Therein lies the problem with software. It’s common enough now that the lab scientists can write their own code. They may need a few dedicated programmers but most of the work is not writing the code. So instead we all keep optimizing news feeds.
Software launches and lands rockets. You think JPL just had a couple of rocket scientists writing some python scripts on the side for the perseverance mission?
But I agree Facebook has a ridiculous amount of engineering potential wasted on a pretty useless problem (serving ads even better!)
It's easy to get an entry level job as a programmer that pays very well, and you will be taught how to be an experienced programmer on the job.
Once you are an experienced programmer in a software company, you are earning a lot, and moving out of the software industry, where the prima-donna employees are physicists or engineers, you generally take a pay cut. A fusion company isn't going to hire an entry level programmer who hasn't proven himself.

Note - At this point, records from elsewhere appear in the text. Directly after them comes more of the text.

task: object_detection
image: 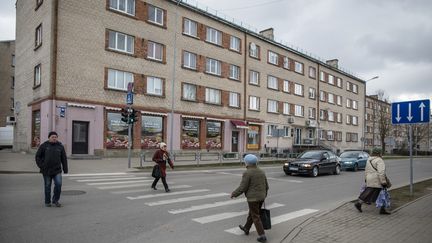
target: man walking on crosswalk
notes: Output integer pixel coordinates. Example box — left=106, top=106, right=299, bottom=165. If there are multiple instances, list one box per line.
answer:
left=231, top=154, right=269, bottom=242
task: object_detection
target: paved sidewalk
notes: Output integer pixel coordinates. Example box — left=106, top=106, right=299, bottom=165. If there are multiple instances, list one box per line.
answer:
left=281, top=193, right=432, bottom=243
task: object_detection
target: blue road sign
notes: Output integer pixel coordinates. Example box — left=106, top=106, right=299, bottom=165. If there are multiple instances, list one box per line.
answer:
left=126, top=92, right=133, bottom=105
left=391, top=99, right=430, bottom=124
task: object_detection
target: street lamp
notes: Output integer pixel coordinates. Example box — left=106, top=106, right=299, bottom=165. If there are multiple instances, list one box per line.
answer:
left=363, top=76, right=379, bottom=151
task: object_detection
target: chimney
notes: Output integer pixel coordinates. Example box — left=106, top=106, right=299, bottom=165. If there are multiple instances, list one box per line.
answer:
left=259, top=28, right=274, bottom=40
left=326, top=59, right=339, bottom=69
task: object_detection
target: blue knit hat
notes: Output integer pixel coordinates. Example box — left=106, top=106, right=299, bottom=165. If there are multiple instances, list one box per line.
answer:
left=244, top=154, right=258, bottom=165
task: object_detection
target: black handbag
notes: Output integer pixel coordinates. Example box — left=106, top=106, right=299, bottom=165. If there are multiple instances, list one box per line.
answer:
left=260, top=202, right=271, bottom=230
left=152, top=164, right=161, bottom=178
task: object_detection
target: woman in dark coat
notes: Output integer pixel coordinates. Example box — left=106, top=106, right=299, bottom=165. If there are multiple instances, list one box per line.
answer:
left=151, top=142, right=174, bottom=192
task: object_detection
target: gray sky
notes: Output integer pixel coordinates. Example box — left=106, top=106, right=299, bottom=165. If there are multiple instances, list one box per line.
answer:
left=1, top=0, right=431, bottom=102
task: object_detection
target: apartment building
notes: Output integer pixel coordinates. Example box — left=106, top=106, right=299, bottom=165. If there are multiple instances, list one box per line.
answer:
left=0, top=40, right=15, bottom=127
left=15, top=0, right=365, bottom=156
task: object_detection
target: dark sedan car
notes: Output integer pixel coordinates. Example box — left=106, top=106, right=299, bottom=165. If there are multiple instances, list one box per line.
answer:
left=283, top=150, right=341, bottom=177
left=339, top=151, right=369, bottom=171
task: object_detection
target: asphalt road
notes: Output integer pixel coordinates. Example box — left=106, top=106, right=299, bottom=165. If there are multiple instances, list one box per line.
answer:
left=0, top=158, right=431, bottom=243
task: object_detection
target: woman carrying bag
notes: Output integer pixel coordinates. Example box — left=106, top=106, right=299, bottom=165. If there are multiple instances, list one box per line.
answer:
left=151, top=142, right=174, bottom=192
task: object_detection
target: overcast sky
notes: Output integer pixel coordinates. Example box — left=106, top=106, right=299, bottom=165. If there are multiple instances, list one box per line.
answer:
left=1, top=0, right=431, bottom=102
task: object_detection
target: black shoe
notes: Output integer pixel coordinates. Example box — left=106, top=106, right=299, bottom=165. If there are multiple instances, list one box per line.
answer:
left=45, top=203, right=51, bottom=207
left=238, top=225, right=249, bottom=235
left=380, top=208, right=390, bottom=215
left=53, top=202, right=61, bottom=207
left=165, top=188, right=170, bottom=193
left=151, top=186, right=157, bottom=190
left=257, top=235, right=267, bottom=242
left=354, top=202, right=362, bottom=213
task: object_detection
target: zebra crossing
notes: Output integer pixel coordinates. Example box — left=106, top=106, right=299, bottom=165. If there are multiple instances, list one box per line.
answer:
left=66, top=173, right=319, bottom=236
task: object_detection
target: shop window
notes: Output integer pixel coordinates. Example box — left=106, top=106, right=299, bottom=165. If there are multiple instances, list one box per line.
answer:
left=106, top=112, right=129, bottom=149
left=247, top=125, right=260, bottom=150
left=182, top=119, right=200, bottom=149
left=141, top=115, right=163, bottom=149
left=206, top=121, right=222, bottom=150
left=32, top=110, right=41, bottom=147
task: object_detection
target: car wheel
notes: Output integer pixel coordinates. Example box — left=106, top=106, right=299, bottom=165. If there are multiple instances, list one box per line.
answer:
left=334, top=165, right=341, bottom=175
left=353, top=163, right=358, bottom=172
left=284, top=171, right=291, bottom=176
left=312, top=166, right=319, bottom=177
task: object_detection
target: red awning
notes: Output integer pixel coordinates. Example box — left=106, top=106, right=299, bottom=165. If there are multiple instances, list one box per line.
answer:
left=231, top=120, right=249, bottom=129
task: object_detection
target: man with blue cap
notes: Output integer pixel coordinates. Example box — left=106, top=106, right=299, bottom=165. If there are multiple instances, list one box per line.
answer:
left=231, top=154, right=269, bottom=242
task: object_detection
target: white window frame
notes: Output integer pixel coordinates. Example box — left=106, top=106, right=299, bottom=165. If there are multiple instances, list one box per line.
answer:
left=294, top=105, right=304, bottom=117
left=337, top=95, right=342, bottom=106
left=268, top=51, right=278, bottom=65
left=107, top=68, right=133, bottom=91
left=229, top=65, right=240, bottom=80
left=320, top=71, right=325, bottom=81
left=337, top=113, right=342, bottom=123
left=206, top=27, right=222, bottom=45
left=249, top=96, right=260, bottom=110
left=309, top=67, right=316, bottom=78
left=346, top=98, right=351, bottom=108
left=352, top=116, right=358, bottom=125
left=283, top=80, right=290, bottom=93
left=337, top=78, right=342, bottom=87
left=206, top=58, right=221, bottom=76
left=229, top=92, right=240, bottom=107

So, to answer the question more explicitly, you need to be willing to follow your interests and not maximize the bottom line. This is my 28th year as a software engineer, and I've seen this pattern countless times. I've done the follow my interests, and also follow the money jobs, and prefer the respective good aspect of each approach over the other.
In my experience, there is quite a bit of untapped potential for applying engineering/cs/ml lessons in less traditional domains - not despite, but precisely because the other scientific disciplines are embracing and leveraging computation more.